Survey finds sodium levels largely unchanged
While some companies maintain that the current levels of sodium they use are necessary for purposes of taste or preservation, the Center for Science in the Public Interest said that there were large brand-to-brand differences in numerous categories of foods.
This indicated that some companies “could easily lower sodium levels and still have perfectly marketable products”, claimed the CSPI.
A body of evidence has linked excess salt (sodium chloride) in the diet to an increased risk of high blood pressure and stroke. According to the US Dietary Guidelines, over three quarters of the salt in the average American diet comes from processed foods.
Food manufacturers have been trying to lower salt content, driven by consumer demand and health concerns, and there is a host of products on the market which can be used as alternatives.
However, the CSPI survey showed that the average sodium content of 528 packaged and restaurant foods stayed essentially the same between 2005 and 2008, increasing by less than one percent.
Some 109 products increased by five percent or more and 29 products increased by 30 percent or more.
Meanwhile sodium in 114 products declined by five percent or more and 18 products declined by 30 percent or more. The rest remained about the same.
It described the lack of progress in lowering salt levels as “disturbing” considering industry acknowledgment that sodium levels are too high.
In 2005, CSPI petitioned the US Food and Drug Administration to change the GRAS (generally recognized as safe)status of salt.
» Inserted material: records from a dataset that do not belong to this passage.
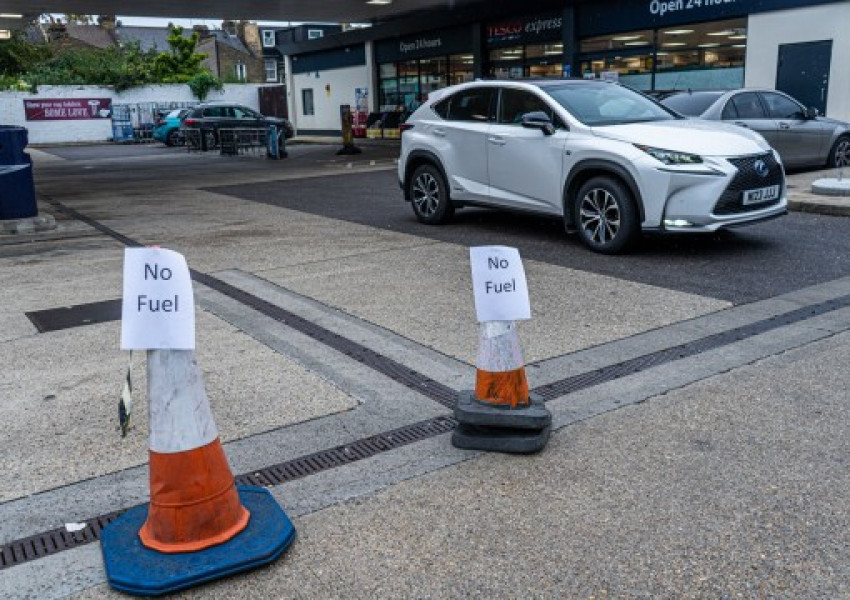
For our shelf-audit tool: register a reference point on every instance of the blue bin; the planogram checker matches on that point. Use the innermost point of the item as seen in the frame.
(17, 189)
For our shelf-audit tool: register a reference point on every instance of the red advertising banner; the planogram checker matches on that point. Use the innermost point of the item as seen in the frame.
(67, 109)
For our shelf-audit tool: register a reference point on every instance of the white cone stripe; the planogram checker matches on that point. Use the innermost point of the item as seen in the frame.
(499, 348)
(180, 415)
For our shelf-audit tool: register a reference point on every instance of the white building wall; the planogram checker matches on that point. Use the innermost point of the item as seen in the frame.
(767, 31)
(100, 130)
(331, 89)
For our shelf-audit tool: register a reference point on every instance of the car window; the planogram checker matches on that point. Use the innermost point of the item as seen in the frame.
(781, 107)
(245, 113)
(690, 104)
(729, 111)
(607, 104)
(747, 106)
(471, 104)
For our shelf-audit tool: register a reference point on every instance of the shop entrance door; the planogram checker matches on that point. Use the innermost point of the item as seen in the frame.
(803, 72)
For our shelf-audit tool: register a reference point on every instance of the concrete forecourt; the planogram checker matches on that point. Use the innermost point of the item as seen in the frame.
(698, 445)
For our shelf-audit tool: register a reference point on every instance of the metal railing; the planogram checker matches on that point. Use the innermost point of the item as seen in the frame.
(237, 141)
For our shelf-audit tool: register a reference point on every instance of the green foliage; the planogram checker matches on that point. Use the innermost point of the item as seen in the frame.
(17, 55)
(203, 83)
(23, 65)
(182, 63)
(121, 68)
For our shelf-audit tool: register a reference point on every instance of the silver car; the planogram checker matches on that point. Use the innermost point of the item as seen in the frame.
(799, 134)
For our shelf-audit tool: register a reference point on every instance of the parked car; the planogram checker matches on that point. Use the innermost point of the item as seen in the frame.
(167, 128)
(799, 134)
(609, 161)
(211, 117)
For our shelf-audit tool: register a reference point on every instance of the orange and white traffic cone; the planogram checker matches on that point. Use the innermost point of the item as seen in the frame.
(199, 525)
(501, 414)
(194, 503)
(500, 374)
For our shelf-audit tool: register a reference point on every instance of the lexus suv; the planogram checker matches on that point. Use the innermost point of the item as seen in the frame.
(609, 161)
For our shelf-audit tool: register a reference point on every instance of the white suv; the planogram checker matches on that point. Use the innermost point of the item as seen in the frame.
(608, 160)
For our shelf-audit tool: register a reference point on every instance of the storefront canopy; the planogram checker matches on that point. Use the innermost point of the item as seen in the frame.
(337, 11)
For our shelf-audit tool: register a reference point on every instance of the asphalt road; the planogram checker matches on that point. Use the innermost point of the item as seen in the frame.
(739, 266)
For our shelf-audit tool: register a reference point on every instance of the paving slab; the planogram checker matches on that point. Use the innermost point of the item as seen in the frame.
(735, 486)
(60, 414)
(425, 294)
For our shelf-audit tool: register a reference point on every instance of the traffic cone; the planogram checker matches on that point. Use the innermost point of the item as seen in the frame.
(194, 503)
(199, 525)
(501, 415)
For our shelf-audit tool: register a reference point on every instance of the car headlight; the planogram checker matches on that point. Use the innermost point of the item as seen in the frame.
(671, 157)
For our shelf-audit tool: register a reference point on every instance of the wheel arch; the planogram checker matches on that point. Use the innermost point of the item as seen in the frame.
(416, 159)
(585, 170)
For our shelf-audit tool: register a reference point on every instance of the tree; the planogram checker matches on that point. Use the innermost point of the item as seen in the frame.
(17, 55)
(182, 62)
(120, 67)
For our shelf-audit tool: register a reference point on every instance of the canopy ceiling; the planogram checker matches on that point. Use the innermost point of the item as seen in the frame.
(311, 11)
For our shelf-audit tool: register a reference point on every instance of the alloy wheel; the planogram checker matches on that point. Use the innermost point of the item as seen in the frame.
(426, 194)
(842, 153)
(599, 216)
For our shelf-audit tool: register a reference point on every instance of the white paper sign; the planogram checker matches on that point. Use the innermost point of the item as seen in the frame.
(498, 282)
(158, 309)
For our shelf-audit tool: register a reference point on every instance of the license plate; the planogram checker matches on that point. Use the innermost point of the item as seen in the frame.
(771, 192)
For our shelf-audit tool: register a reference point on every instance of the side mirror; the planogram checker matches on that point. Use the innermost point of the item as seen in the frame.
(538, 120)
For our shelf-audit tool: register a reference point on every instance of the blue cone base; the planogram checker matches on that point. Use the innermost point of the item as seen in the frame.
(135, 569)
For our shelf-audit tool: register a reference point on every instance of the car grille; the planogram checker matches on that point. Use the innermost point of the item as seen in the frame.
(730, 202)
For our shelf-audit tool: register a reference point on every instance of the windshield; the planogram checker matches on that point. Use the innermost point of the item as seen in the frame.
(691, 104)
(604, 103)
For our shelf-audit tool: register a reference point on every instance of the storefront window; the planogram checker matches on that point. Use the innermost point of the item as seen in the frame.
(405, 85)
(533, 60)
(698, 56)
(461, 68)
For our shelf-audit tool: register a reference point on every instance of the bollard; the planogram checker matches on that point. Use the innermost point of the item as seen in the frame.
(17, 189)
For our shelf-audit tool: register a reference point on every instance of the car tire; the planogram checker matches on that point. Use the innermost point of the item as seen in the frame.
(839, 155)
(429, 195)
(209, 141)
(605, 215)
(173, 138)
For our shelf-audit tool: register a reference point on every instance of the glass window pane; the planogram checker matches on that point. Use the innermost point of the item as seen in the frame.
(460, 68)
(748, 106)
(471, 105)
(780, 107)
(512, 53)
(515, 104)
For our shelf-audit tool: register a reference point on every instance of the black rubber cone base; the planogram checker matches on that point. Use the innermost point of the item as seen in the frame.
(500, 439)
(471, 411)
(135, 569)
(349, 150)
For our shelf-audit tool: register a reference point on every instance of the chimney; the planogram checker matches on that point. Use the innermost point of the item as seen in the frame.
(249, 33)
(229, 27)
(107, 22)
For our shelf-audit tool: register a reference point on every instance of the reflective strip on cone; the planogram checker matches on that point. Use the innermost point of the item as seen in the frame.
(194, 502)
(500, 374)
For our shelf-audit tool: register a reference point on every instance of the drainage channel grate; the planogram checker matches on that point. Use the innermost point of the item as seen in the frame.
(711, 342)
(57, 540)
(31, 548)
(55, 319)
(375, 361)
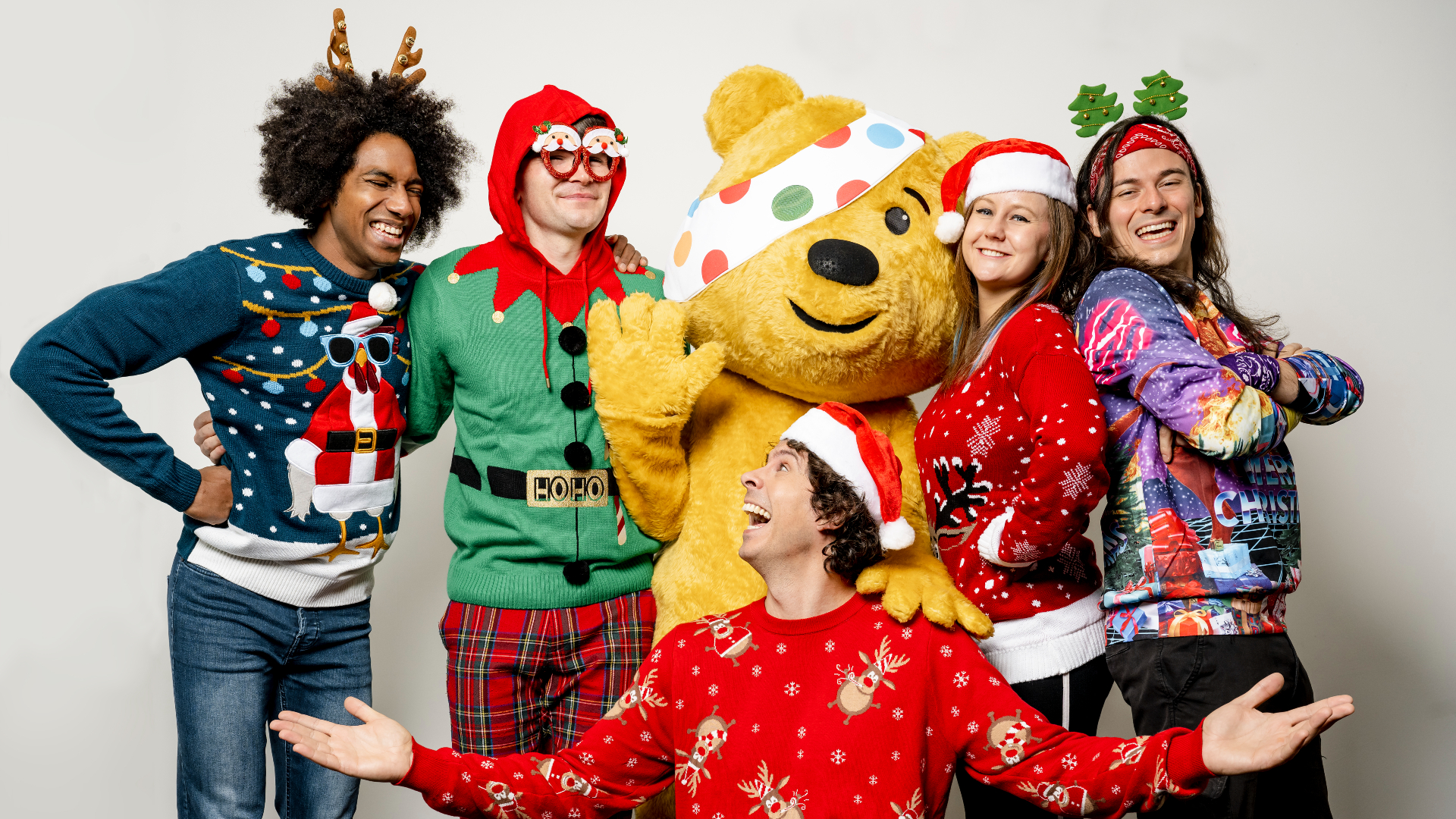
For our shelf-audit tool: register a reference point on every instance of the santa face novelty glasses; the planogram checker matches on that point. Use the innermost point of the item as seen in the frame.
(344, 349)
(563, 150)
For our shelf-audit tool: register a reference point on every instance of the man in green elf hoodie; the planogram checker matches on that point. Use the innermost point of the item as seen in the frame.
(551, 608)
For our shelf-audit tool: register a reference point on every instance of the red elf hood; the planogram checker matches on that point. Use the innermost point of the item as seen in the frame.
(522, 265)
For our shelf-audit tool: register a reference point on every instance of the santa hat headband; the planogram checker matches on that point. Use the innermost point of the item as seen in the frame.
(999, 167)
(862, 455)
(731, 226)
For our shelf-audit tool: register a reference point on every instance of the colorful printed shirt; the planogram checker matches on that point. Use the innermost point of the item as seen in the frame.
(842, 714)
(1207, 544)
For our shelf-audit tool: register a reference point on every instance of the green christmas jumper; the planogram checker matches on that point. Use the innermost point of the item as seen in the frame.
(504, 372)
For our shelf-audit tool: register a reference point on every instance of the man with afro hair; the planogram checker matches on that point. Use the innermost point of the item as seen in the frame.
(299, 343)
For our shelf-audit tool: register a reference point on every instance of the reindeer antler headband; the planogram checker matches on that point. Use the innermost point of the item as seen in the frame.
(340, 47)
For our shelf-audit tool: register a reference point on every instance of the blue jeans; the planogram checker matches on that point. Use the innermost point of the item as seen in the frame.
(239, 659)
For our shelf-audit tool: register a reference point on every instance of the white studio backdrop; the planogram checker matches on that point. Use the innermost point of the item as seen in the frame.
(131, 142)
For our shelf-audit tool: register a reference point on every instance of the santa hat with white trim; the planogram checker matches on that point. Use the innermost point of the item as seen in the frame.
(862, 455)
(999, 167)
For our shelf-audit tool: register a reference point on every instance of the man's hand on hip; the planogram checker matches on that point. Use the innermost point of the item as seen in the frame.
(215, 497)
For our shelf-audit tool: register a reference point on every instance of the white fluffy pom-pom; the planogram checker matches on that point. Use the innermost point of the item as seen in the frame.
(382, 297)
(949, 228)
(896, 535)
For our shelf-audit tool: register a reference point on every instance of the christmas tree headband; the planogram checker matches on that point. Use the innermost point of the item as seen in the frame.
(1159, 96)
(731, 226)
(340, 47)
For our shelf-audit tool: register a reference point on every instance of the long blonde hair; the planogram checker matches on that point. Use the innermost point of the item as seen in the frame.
(974, 337)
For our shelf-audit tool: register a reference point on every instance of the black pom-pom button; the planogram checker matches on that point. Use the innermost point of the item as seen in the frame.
(576, 395)
(579, 455)
(573, 340)
(577, 572)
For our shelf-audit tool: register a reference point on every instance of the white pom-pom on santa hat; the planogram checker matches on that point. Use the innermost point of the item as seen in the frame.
(363, 318)
(862, 455)
(382, 297)
(999, 167)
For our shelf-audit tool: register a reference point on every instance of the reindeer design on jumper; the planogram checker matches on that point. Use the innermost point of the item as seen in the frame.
(724, 632)
(1008, 736)
(711, 735)
(965, 499)
(1130, 752)
(770, 799)
(856, 691)
(639, 695)
(568, 781)
(503, 800)
(1066, 799)
(912, 809)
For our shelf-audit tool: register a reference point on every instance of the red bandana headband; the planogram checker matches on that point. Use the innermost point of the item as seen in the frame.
(1139, 137)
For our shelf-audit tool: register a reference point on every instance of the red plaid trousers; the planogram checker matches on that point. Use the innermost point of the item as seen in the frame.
(535, 679)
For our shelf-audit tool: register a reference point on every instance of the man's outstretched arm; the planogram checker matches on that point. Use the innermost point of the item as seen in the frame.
(619, 763)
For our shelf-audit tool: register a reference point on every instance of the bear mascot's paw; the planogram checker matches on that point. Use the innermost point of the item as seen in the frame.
(647, 385)
(912, 579)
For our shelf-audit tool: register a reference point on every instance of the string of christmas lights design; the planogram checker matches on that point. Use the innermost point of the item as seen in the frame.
(308, 327)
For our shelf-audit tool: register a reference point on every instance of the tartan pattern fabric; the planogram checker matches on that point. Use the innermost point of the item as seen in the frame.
(535, 679)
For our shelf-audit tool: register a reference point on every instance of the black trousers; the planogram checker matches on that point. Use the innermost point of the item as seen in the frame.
(1177, 681)
(1085, 689)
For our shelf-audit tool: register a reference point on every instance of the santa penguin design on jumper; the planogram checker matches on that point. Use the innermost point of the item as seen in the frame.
(348, 458)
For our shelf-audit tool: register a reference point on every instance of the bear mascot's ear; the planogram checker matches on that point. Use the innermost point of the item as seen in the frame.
(745, 99)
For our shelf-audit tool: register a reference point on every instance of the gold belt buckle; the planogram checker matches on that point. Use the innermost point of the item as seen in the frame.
(557, 488)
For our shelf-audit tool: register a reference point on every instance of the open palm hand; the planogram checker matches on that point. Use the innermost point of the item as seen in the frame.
(1241, 739)
(381, 749)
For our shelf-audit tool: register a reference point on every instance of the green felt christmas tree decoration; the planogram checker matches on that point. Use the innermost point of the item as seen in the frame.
(1094, 110)
(1161, 96)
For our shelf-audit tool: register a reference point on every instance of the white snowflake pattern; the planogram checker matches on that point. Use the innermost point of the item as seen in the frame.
(1075, 482)
(983, 436)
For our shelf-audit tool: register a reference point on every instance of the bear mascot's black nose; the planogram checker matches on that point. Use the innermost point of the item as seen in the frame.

FDA held a hearing in September 2007 but no action has yet been taken.
CSPI executive director Michael F. Jacobson said: “The next Administration can't sit by incuriously as chain restaurants and food manufacturers recklessly turn Americans' brains and hearts into ticking time bombs."
On the other side of the debate, the Salt Institute has encouraged a controlled investigation into whether a reduction in salt would really improve public health.